2010 yılı sonlarındaki gecikmeli Cakarta ziyaretinde Obama, ‘Balik kampung’ (köye dönüş) versiyonunu işlerken, aidiyet konusunda yaşamında kısa bir versiyonda olsa Endonezya ve Endonezyalılara atıf yapıyordu. Obama’nın Doğu-Batı arasındaki bu duruşu, ister istemez konunun İslamla ilişkili boyutuna sarkmakta gecikmedi. Amerikalıların genelde Müslümanları anlamadığı yönündeki soruna cevabı sokakta pek Müslümanla hemen hemen hiç Endonezyalı ile karşılaşmamalarına bağlaması ilginçti. Endonezyalıların da Amerikalıları anlamaması için de bir neden vardı. O da, Hollywood’un çizdiği kötü Amerika imajıydı. Bu iki sorunun üstesinden gelecek proje ise hazırdı. İçine geleneksel dini okulların da alınacağı geniş kapsamlı bir ‘Amerika’yı tanıma’ projesi meşhur ‘değişim programları’ üzerinden hayata geçirilmesi böylece gündeme gelmiş oldu. Bu değişim programlarına Açe’de biz de tanık olmuştuk... Öte yandan, pratikte başarılı olup olmadığı bir yana, Endonezya ABD’yi kendine siyasi model alan bir ülke konumunda. Bunu mevcut devlet başkanının kurduğu ‘Demokrat Parti’de, seçimlerin rutin bir şekilde yapılmasında görmek mümkün. 2008 ABD seçimlerinin akabinde 2009’da Endonezya’da yapılan seçimlerde Demokrat Parti adayı Susilo Bambang Yudhoyono’nun başkan seçilmesi de Amerika’daki tecrübenin Endonezya Adaları’na yansıması şeklinde yorumlanmıştı. Bakalım  2014 seçimleri seçilme hakkını doldurması dolayısıyla SBY’a olmasa da partisinin başarısı üzerinde ne gibi bir etkisi olacak.

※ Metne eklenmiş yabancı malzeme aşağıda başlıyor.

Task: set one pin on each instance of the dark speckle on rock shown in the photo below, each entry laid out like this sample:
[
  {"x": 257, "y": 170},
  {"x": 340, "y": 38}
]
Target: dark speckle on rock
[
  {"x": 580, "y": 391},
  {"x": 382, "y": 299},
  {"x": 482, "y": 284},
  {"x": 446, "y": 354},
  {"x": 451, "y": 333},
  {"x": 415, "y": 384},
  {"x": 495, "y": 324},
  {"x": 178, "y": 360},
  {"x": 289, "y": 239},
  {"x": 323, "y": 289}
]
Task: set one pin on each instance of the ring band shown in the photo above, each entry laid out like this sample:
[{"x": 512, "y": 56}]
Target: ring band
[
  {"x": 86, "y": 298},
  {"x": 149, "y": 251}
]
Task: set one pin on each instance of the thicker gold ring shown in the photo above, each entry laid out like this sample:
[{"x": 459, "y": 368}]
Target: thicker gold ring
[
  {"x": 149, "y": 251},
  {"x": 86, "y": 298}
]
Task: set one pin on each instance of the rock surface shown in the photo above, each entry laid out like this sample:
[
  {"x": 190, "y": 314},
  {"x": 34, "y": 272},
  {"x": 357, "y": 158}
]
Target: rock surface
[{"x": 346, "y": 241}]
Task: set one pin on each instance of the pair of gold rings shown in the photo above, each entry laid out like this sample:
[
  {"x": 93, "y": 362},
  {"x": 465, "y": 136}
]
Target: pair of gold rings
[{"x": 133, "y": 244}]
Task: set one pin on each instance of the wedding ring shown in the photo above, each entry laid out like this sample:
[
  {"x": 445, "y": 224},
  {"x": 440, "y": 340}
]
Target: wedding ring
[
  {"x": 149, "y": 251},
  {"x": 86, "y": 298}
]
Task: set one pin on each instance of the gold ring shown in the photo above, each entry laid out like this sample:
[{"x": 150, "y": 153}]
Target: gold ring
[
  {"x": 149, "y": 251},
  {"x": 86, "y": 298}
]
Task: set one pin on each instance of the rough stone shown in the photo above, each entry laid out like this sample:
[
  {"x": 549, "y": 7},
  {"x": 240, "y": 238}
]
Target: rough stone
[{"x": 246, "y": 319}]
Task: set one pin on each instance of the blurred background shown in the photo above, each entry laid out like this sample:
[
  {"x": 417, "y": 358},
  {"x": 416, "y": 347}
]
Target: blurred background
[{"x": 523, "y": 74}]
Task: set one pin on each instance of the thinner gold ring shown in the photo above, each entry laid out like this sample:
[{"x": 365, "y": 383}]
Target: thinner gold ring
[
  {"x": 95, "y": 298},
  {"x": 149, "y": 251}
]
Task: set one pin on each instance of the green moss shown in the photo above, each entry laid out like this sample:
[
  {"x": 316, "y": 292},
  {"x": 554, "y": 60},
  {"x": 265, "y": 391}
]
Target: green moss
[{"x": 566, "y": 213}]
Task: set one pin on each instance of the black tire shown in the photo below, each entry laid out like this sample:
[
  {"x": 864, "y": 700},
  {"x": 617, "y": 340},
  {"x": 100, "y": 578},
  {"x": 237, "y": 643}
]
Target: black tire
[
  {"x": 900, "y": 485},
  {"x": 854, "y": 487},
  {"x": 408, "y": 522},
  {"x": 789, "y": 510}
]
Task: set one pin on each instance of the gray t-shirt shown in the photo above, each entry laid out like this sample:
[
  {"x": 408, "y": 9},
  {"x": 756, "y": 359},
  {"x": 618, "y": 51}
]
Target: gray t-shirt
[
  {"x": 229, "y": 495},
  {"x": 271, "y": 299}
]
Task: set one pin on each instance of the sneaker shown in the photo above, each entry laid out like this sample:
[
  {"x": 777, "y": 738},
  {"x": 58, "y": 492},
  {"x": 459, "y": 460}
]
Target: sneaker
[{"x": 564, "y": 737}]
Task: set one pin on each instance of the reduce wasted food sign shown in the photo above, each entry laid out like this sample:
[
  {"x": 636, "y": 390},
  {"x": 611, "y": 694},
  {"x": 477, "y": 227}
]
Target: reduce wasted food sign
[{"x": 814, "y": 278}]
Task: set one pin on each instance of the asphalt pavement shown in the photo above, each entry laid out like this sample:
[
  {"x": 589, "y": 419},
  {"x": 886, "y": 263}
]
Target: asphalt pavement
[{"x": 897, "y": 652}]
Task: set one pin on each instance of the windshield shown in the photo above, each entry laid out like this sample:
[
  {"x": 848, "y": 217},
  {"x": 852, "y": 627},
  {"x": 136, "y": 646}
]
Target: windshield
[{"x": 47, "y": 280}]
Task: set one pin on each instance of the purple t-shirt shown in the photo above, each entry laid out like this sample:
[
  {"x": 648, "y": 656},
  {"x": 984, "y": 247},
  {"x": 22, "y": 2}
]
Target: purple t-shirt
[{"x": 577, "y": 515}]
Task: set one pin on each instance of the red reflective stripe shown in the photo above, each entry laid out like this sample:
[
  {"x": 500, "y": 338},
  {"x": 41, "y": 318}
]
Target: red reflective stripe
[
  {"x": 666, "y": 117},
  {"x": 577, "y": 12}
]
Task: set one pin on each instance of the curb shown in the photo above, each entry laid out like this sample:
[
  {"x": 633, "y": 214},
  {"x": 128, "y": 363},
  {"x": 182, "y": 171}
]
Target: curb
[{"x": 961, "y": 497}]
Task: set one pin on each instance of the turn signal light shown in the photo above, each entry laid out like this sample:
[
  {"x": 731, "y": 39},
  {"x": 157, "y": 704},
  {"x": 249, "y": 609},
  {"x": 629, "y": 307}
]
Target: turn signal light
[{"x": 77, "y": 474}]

Aslında Obama’yı bu coğrafyada ‘eller üstünde’ tutmaya yeten ailevi bağı ve ten rengi dışında, dört yılı gibi kısa bir süre de olsa ilköğrenim sıralarında Endonezya değerlerine aşina olacak bir süreci tecrübe etmesiydi. Benzer bir algılamanın Doğu ve Güneydoğu Asya özelinde de gerçekleştiği ileri sürülebilir. Bunda, özellikle, Amerika’nın Asya açılımının onun dönemine rast gelmesi de yabana atılamayacak bir gerçek. Çin’le kurulmaya çalışılan yakınlaşmalar kadar Güney Çin Denizi üzerinden  bölge ülkelerinin ABD’yi yardıma çağırışları, Myanmar’a yaptırımların kaldırılması, ASEAN’la ilişkilerin ekonomik ve siyasi alanda giderek daha cazibe haline gelmesi sayılabilir. Fazla değil, seçimlerden birkaç hafta sonra Vietnam’ın başkenti Kamboçya’nın başkenti Phnom Penth’de yapılacak Doğu Asya Zirvesi vesilesiyle uğrayacağı bu topraklarda Tayland ve Myanmar’a da resmi ziyaretleri yapacak olması, bölge üzerindeki çalışmaların hız kesmeden devam edeceğini ortaya koyuyor. Bu ve benzeri ziyaretler aslında ABD’nin bölge ülkeleri ile ittifak girişimlerininin güçlü ayak izleri anlamına geliyor.

Endonezya ve Malezya bağlamında Obama’nın öneminin ekonomi ve siyasi yönelimleri kadar dini içeriğinin de güçlü bir yer tuttuğu söylenebilir. Bu bağlamda, her iki ülke liderinin de dillendirmekten haz aldıkları ülkelerinin toplumsal yapılarına atfen ‘farklılıkta birlik’ söylemi, Amerika’dan gelecek olası bir siyasi tazyiki önleyici işlevi görmesi kadar, bir ‘çağrı’ niteliği de taşıyor. Sorunu kendi topraklarında hallettikleri argümanıyla hareket eden bu ülke siyasetçileri, ABD’nin gerek bölgede gerekse küresel plânda Müslümanları konu alan projelerde bir ortaklık arzusunu dillendiriyorlar. Örneğin, Malezya Başbakanı’nın 2010 yılında ABD ziyareti sırasında dillendirdiği ‘ılımlı İslam’ söylemi ABD tarafından ilgiyle karşılansa da, pratikte nasıl bir işbirliğine gidilebileceği konusunda zamana ihtiyaç var.